For Bread 44, I decided to try something I don’t usually make – dinner rolls. I made a batch of soup over the weekend and thought that rolls would be a nice accompaniment. I wasn’t entirely sure what to make, but sometime in November I bookmarked Big Batch Quick Dinner Rolls from King Arthur Flour, and although I looked around, I couldn’t find an alternative recipe that I wanted to make more than this one.
The recipe makes a large batch of rolls (24), and also gives instructions on freezing them. Since there are nine days left in the year (including today), and I need to make and write seven bread recipes, I thought the prudent thing to do would be to both halve the recipe and still freeze a portion of what I made.
Before I write up this recipe, I want to give you one big caveat – I’m not actually a huge fan of dinner rolls. Unless it’s sweet, I prefer my bread crusty, with heft, rather than soft and fluffy. This recipe worked well enough, though – pretty much as you would expect. I will try (for real, this time) to give you an update later on the freeze-and-bake-later aspect.
- ¼ cup water
- 1 cup warm milk (between 100-110F)
- 1½ tablespoons butter
- 1 tablespoon sugar
- 1½ teaspoons salt
- 1¼ tablespoons yeast (I used active dry)
- 3 to 3½ cups all-purpose flour
- butter for brushing (optional, but recommended)
- Combine water, milk, butter, sugar, salt, and yeast in the bowl of your stand mixer. Stir and let rest for about 5 minutes, until the yeast becomes foamy.
- Add 2½ cups of flour and stir on low speed with the dough hook until dough begins to form. Add additional flour, spoonfuls at a time, until a ball of dough begins to form. Knead on medium speed for 4-5 minutes, until a smooth, tacky dough forms, adding flour as necessary. The dough should clear the sides of the bowl and should barely scrape the bottom of the bowl.

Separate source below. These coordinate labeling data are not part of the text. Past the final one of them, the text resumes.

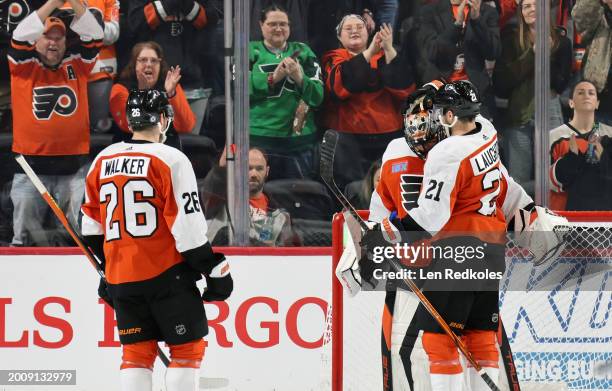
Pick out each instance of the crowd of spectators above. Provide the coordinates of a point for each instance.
(313, 66)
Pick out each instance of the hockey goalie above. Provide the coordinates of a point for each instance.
(534, 228)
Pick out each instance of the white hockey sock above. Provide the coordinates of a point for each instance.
(441, 382)
(136, 379)
(476, 382)
(182, 379)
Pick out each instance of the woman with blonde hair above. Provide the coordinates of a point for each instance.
(514, 79)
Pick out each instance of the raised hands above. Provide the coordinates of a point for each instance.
(383, 39)
(288, 67)
(172, 78)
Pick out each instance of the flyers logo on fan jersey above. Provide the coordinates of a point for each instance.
(47, 100)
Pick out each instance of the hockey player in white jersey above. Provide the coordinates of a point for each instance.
(142, 217)
(398, 191)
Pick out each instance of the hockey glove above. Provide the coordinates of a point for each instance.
(424, 95)
(219, 283)
(103, 293)
(541, 231)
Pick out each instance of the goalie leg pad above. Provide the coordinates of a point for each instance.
(482, 345)
(347, 271)
(182, 379)
(409, 361)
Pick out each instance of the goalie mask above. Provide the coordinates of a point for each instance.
(423, 131)
(144, 109)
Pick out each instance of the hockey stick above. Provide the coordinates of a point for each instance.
(205, 382)
(328, 149)
(91, 257)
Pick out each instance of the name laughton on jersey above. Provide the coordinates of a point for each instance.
(125, 165)
(487, 158)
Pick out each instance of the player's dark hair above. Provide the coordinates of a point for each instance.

- Place the dough in an oiled bowl and cover with plastic wrap. Let the dough rest for about 20 minutes, until the dough is puffy.
- Turn dough onto an oiled or plastic-lined surface. Pat into a 4x12 inch rectangle. Cut down the center lengthwise, then cut into 6 to create 12 pieces of dough. (My pizza cutter worked well here.) Shape each piece of dough into a ball. Place dough balls into two greased 8-inch or 9-inch round cake pans. (8-inch work better, but 9-inch are fine too.) Cover with plastic wrap.
- If you will bake the rolls later, let the dough proof for 10 minutes, then place into zipper bags and store in the freezer. Thaw overnight in the fridge before baking.
- If you will bake the rolls now, let the dough proof for 20-25 minutes. They will grow appreciably.
- Bake at 350F for 20-25 minutes, until rolls are a light golden color and register at least 190F on the inside. Brush with melted butter if desired. Serve warm.
The recipe worked as written, and the rolls were certainly quick for a yeast bread. They rose and baked as expected. The rolls themselves were light and fluffy, exactly what you would expect dinner rolls to be. As I said before, I’m not actually a big fan of dinner rolls. Dinner rolls are good for mini-sandwiches (like at Thanksgiving), or for slathering butter on, and I’m not a fan of either. But that’s part of Alex’s job – taste-testing and letting me know if things are good or not if they’re not things I usually eat. Alex reported that it was a good example of a dinner roll – definitely a positive. With that endorsement, I can say that I’d definitely make this recipe again if I needed dinner rolls – and particularly if I needed 24 of them.